Il m'arrive, de plus en plus rarement je le confesse, de parcourir le quotidien "Le Monde" mais plus jamais son effroyable supplément du week-end "M". Ce dernier, je pense, a contaminé le journal en y exportant son snobisme, son élitisme, sa futilité et son attirance pour un "Bling-Bling" de grand luxe.

"M" aurait pu faire sienne la grotesque et offensante formule de Séguéla: "si à cinquante ans on n'a pas une Rolex on a raté sa vie".

(PS: le correcteur d'orthographe me suggère de remplacer "Rolex" par "Solex"!)

Le Monde s'est fait, depuis la célèbre directive de son fondateur Hubert Beuve-Méry ("faites emmerdant") le spécialiste des articles longs, complets mais sérieux. Hélas ils sont souvent partiaux voire partisans. Dogmatiques toujours.

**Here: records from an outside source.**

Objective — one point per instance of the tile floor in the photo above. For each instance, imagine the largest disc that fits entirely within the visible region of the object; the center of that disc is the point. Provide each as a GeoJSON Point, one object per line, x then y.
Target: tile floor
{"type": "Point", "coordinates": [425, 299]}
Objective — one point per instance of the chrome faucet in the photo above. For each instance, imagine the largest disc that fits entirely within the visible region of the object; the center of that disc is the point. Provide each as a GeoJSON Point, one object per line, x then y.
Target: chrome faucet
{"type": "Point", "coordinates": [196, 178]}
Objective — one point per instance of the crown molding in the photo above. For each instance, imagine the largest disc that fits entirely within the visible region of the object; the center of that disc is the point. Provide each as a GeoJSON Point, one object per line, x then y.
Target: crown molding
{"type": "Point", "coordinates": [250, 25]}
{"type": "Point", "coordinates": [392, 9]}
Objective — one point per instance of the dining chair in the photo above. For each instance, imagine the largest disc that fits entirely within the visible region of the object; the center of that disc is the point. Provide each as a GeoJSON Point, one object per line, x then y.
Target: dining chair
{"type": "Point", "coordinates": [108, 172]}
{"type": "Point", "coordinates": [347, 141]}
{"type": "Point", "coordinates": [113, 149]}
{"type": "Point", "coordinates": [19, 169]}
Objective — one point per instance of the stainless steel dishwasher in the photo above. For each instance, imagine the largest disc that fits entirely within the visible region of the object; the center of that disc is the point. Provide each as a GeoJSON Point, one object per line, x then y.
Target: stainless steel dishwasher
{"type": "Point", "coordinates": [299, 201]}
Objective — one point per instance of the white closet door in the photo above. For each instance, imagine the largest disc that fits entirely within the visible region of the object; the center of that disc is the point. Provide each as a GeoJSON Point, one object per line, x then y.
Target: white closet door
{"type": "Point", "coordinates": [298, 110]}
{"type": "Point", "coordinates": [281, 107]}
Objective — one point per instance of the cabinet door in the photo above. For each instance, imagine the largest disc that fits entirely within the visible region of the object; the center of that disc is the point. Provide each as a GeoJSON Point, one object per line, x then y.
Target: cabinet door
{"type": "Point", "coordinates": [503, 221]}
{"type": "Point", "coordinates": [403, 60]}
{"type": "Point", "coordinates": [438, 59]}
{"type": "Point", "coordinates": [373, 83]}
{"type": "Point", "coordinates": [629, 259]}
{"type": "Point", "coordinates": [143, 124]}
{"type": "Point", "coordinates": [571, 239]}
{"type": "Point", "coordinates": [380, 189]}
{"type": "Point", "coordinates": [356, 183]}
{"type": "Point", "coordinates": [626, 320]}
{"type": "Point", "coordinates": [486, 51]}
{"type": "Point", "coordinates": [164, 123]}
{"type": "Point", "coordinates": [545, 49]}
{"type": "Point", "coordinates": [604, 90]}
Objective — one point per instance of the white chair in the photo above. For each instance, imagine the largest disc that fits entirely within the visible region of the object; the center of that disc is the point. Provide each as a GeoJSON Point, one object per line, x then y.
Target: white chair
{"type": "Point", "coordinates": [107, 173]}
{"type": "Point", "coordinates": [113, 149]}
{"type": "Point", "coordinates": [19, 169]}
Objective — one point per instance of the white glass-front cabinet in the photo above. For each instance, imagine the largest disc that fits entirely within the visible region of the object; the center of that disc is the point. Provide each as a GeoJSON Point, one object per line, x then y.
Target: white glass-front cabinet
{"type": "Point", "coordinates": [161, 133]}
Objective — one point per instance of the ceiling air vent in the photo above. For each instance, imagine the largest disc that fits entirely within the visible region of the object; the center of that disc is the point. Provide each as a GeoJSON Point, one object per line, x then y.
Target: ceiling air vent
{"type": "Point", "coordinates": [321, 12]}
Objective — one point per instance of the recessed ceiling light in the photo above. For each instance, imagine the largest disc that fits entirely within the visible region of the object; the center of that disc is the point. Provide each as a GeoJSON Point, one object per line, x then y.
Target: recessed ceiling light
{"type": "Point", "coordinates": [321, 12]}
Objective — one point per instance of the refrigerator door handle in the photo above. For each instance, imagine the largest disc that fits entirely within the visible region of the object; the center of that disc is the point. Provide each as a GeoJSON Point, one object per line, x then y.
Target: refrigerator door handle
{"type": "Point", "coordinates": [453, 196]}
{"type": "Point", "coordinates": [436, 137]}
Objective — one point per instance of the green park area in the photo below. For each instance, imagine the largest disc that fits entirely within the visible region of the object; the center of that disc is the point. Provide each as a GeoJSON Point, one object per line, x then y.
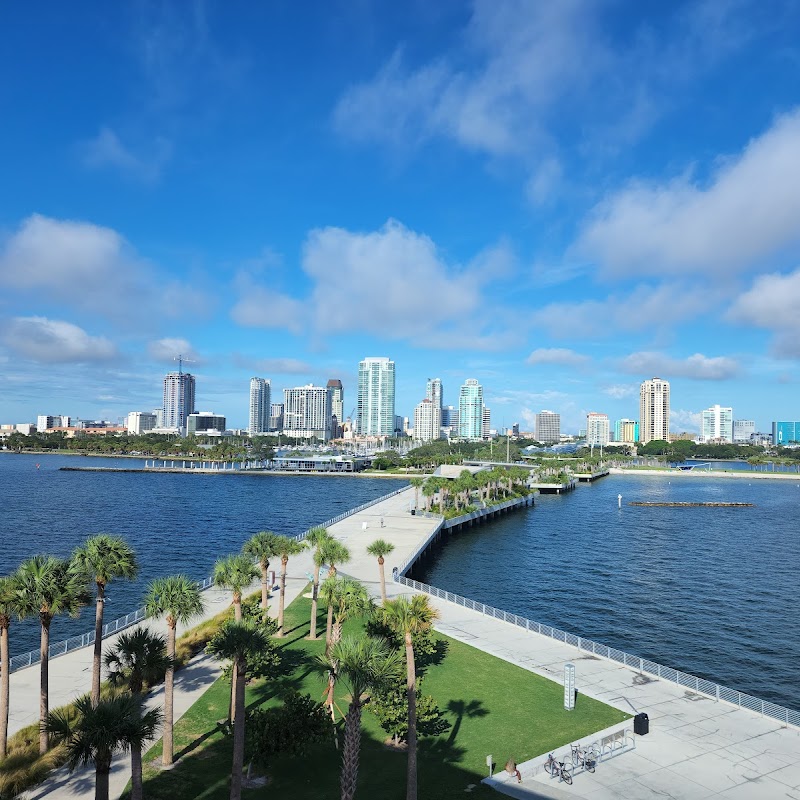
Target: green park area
{"type": "Point", "coordinates": [488, 706]}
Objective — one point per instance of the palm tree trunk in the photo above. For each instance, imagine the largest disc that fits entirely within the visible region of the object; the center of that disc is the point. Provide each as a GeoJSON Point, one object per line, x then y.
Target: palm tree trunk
{"type": "Point", "coordinates": [282, 597]}
{"type": "Point", "coordinates": [240, 670]}
{"type": "Point", "coordinates": [312, 633]}
{"type": "Point", "coordinates": [169, 685]}
{"type": "Point", "coordinates": [98, 643]}
{"type": "Point", "coordinates": [351, 750]}
{"type": "Point", "coordinates": [411, 694]}
{"type": "Point", "coordinates": [4, 689]}
{"type": "Point", "coordinates": [44, 680]}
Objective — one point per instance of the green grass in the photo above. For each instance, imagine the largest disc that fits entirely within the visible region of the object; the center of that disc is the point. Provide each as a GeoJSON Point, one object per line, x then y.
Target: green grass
{"type": "Point", "coordinates": [493, 706]}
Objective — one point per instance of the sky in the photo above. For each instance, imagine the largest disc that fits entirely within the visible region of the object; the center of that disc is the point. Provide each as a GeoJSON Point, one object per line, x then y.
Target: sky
{"type": "Point", "coordinates": [558, 199]}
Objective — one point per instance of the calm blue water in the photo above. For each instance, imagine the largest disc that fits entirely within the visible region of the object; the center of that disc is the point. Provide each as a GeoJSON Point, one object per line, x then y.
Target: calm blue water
{"type": "Point", "coordinates": [711, 591]}
{"type": "Point", "coordinates": [176, 522]}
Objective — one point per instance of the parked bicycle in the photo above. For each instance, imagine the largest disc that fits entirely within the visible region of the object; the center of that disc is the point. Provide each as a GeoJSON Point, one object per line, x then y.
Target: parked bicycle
{"type": "Point", "coordinates": [558, 768]}
{"type": "Point", "coordinates": [583, 757]}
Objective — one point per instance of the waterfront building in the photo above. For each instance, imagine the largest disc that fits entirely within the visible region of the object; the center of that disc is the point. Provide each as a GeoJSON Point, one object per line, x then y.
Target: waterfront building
{"type": "Point", "coordinates": [784, 433]}
{"type": "Point", "coordinates": [654, 411]}
{"type": "Point", "coordinates": [470, 410]}
{"type": "Point", "coordinates": [375, 401]}
{"type": "Point", "coordinates": [427, 421]}
{"type": "Point", "coordinates": [307, 412]}
{"type": "Point", "coordinates": [597, 429]}
{"type": "Point", "coordinates": [717, 424]}
{"type": "Point", "coordinates": [547, 427]}
{"type": "Point", "coordinates": [626, 430]}
{"type": "Point", "coordinates": [260, 402]}
{"type": "Point", "coordinates": [179, 395]}
{"type": "Point", "coordinates": [276, 416]}
{"type": "Point", "coordinates": [206, 423]}
{"type": "Point", "coordinates": [337, 407]}
{"type": "Point", "coordinates": [743, 430]}
{"type": "Point", "coordinates": [139, 422]}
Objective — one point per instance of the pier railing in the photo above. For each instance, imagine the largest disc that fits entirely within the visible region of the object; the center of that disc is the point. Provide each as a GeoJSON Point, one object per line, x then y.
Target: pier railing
{"type": "Point", "coordinates": [85, 639]}
{"type": "Point", "coordinates": [788, 716]}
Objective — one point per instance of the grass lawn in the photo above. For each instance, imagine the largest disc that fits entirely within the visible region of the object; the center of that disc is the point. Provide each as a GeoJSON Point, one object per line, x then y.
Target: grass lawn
{"type": "Point", "coordinates": [493, 707]}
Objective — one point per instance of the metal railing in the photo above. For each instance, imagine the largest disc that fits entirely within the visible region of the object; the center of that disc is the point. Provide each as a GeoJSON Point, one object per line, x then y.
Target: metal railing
{"type": "Point", "coordinates": [85, 639]}
{"type": "Point", "coordinates": [788, 716]}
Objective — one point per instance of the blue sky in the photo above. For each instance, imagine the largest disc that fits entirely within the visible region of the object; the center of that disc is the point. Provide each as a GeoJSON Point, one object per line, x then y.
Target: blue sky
{"type": "Point", "coordinates": [559, 199]}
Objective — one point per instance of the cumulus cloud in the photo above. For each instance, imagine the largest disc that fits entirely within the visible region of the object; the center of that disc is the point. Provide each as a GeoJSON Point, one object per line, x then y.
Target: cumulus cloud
{"type": "Point", "coordinates": [558, 356]}
{"type": "Point", "coordinates": [772, 303]}
{"type": "Point", "coordinates": [53, 341]}
{"type": "Point", "coordinates": [696, 367]}
{"type": "Point", "coordinates": [748, 211]}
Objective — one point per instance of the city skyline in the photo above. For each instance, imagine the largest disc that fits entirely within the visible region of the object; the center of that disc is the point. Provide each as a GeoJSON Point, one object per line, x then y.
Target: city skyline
{"type": "Point", "coordinates": [557, 200]}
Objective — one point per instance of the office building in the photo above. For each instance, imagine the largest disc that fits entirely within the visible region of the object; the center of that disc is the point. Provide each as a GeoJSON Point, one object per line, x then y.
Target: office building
{"type": "Point", "coordinates": [470, 410]}
{"type": "Point", "coordinates": [717, 424]}
{"type": "Point", "coordinates": [547, 427]}
{"type": "Point", "coordinates": [178, 399]}
{"type": "Point", "coordinates": [337, 407]}
{"type": "Point", "coordinates": [597, 429]}
{"type": "Point", "coordinates": [626, 430]}
{"type": "Point", "coordinates": [654, 411]}
{"type": "Point", "coordinates": [139, 422]}
{"type": "Point", "coordinates": [205, 423]}
{"type": "Point", "coordinates": [260, 402]}
{"type": "Point", "coordinates": [784, 433]}
{"type": "Point", "coordinates": [743, 430]}
{"type": "Point", "coordinates": [307, 412]}
{"type": "Point", "coordinates": [375, 401]}
{"type": "Point", "coordinates": [427, 421]}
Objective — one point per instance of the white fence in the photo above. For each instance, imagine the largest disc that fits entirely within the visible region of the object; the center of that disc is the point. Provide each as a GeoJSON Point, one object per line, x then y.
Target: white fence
{"type": "Point", "coordinates": [85, 639]}
{"type": "Point", "coordinates": [788, 716]}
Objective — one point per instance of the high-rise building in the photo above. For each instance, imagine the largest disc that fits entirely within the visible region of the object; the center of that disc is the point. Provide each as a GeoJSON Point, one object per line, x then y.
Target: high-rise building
{"type": "Point", "coordinates": [427, 421]}
{"type": "Point", "coordinates": [433, 391]}
{"type": "Point", "coordinates": [626, 430]}
{"type": "Point", "coordinates": [717, 424]}
{"type": "Point", "coordinates": [307, 412]}
{"type": "Point", "coordinates": [654, 411]}
{"type": "Point", "coordinates": [260, 402]}
{"type": "Point", "coordinates": [375, 402]}
{"type": "Point", "coordinates": [337, 407]}
{"type": "Point", "coordinates": [547, 427]}
{"type": "Point", "coordinates": [743, 430]}
{"type": "Point", "coordinates": [470, 410]}
{"type": "Point", "coordinates": [178, 399]}
{"type": "Point", "coordinates": [597, 429]}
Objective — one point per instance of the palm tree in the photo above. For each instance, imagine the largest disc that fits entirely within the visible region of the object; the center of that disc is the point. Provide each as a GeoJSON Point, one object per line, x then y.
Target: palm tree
{"type": "Point", "coordinates": [138, 658]}
{"type": "Point", "coordinates": [364, 664]}
{"type": "Point", "coordinates": [235, 573]}
{"type": "Point", "coordinates": [317, 538]}
{"type": "Point", "coordinates": [261, 546]}
{"type": "Point", "coordinates": [178, 598]}
{"type": "Point", "coordinates": [237, 641]}
{"type": "Point", "coordinates": [46, 587]}
{"type": "Point", "coordinates": [99, 731]}
{"type": "Point", "coordinates": [380, 548]}
{"type": "Point", "coordinates": [103, 557]}
{"type": "Point", "coordinates": [409, 617]}
{"type": "Point", "coordinates": [286, 547]}
{"type": "Point", "coordinates": [8, 608]}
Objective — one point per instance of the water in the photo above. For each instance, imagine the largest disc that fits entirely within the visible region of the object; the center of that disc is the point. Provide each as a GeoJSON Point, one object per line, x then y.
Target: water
{"type": "Point", "coordinates": [710, 591]}
{"type": "Point", "coordinates": [175, 522]}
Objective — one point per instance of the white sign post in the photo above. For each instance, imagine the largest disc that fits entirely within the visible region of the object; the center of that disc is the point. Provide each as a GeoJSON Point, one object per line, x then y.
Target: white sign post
{"type": "Point", "coordinates": [569, 687]}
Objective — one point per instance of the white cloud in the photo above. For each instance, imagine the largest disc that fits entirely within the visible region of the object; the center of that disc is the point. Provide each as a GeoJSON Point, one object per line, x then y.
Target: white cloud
{"type": "Point", "coordinates": [747, 212]}
{"type": "Point", "coordinates": [696, 367]}
{"type": "Point", "coordinates": [106, 150]}
{"type": "Point", "coordinates": [53, 341]}
{"type": "Point", "coordinates": [558, 356]}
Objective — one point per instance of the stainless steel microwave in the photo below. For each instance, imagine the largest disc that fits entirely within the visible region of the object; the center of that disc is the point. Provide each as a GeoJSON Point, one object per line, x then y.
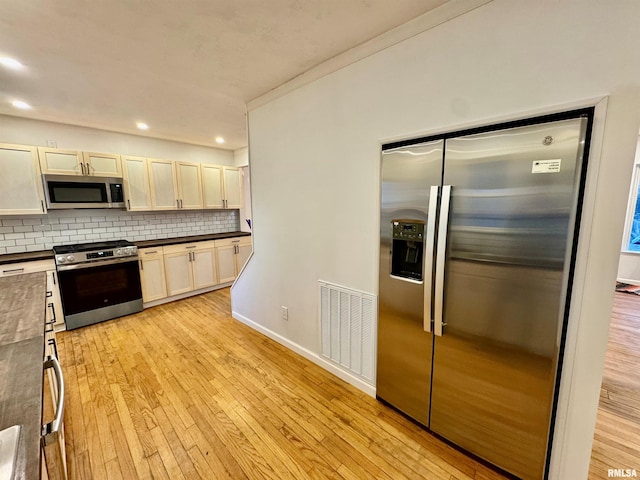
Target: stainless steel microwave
{"type": "Point", "coordinates": [69, 191]}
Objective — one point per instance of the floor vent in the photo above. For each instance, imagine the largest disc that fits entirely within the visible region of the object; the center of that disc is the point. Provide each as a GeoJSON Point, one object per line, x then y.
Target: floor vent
{"type": "Point", "coordinates": [347, 320]}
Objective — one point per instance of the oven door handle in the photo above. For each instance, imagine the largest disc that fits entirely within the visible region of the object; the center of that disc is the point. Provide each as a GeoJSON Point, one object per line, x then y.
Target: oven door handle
{"type": "Point", "coordinates": [79, 266]}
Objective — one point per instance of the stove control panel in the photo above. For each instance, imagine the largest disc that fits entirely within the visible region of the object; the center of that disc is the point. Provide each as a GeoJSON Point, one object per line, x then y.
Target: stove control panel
{"type": "Point", "coordinates": [96, 255]}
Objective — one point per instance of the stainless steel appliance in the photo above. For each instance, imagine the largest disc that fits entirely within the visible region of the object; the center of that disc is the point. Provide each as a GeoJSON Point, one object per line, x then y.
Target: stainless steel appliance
{"type": "Point", "coordinates": [98, 281]}
{"type": "Point", "coordinates": [70, 191]}
{"type": "Point", "coordinates": [477, 239]}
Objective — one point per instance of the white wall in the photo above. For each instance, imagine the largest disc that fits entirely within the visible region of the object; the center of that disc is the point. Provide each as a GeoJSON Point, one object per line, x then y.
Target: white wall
{"type": "Point", "coordinates": [24, 131]}
{"type": "Point", "coordinates": [315, 166]}
{"type": "Point", "coordinates": [629, 265]}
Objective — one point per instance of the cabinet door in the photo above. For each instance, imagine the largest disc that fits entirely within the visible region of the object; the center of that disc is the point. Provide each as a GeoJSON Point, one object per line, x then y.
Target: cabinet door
{"type": "Point", "coordinates": [177, 267]}
{"type": "Point", "coordinates": [136, 183]}
{"type": "Point", "coordinates": [189, 185]}
{"type": "Point", "coordinates": [232, 187]}
{"type": "Point", "coordinates": [152, 275]}
{"type": "Point", "coordinates": [21, 190]}
{"type": "Point", "coordinates": [102, 164]}
{"type": "Point", "coordinates": [204, 267]}
{"type": "Point", "coordinates": [226, 260]}
{"type": "Point", "coordinates": [60, 162]}
{"type": "Point", "coordinates": [162, 176]}
{"type": "Point", "coordinates": [212, 186]}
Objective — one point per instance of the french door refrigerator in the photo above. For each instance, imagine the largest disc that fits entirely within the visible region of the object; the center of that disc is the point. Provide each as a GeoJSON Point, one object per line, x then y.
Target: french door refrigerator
{"type": "Point", "coordinates": [478, 232]}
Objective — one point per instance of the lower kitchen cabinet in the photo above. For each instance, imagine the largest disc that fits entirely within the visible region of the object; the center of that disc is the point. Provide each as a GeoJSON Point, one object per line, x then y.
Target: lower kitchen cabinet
{"type": "Point", "coordinates": [190, 266]}
{"type": "Point", "coordinates": [231, 255]}
{"type": "Point", "coordinates": [152, 274]}
{"type": "Point", "coordinates": [177, 271]}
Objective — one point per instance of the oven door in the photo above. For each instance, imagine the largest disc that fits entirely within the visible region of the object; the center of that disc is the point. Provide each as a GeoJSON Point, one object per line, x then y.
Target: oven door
{"type": "Point", "coordinates": [97, 291]}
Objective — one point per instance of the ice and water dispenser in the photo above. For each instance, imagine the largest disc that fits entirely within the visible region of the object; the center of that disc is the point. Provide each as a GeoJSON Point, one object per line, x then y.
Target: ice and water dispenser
{"type": "Point", "coordinates": [407, 249]}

Malgré l'arrivée tardive de la couleur et des photos le quotidien du soir reste rébarbatif. Il se complait dans l'utilisation d'une langue de bois journalistique génialement décrite par Michel-Antoine Burnier et Patrick Rambaud "le journalisme sans peine" (1997). Tous les travers de la profession sont disséqués avec un humour ravageur et impitoyable dans ce livre irrésistible et juste.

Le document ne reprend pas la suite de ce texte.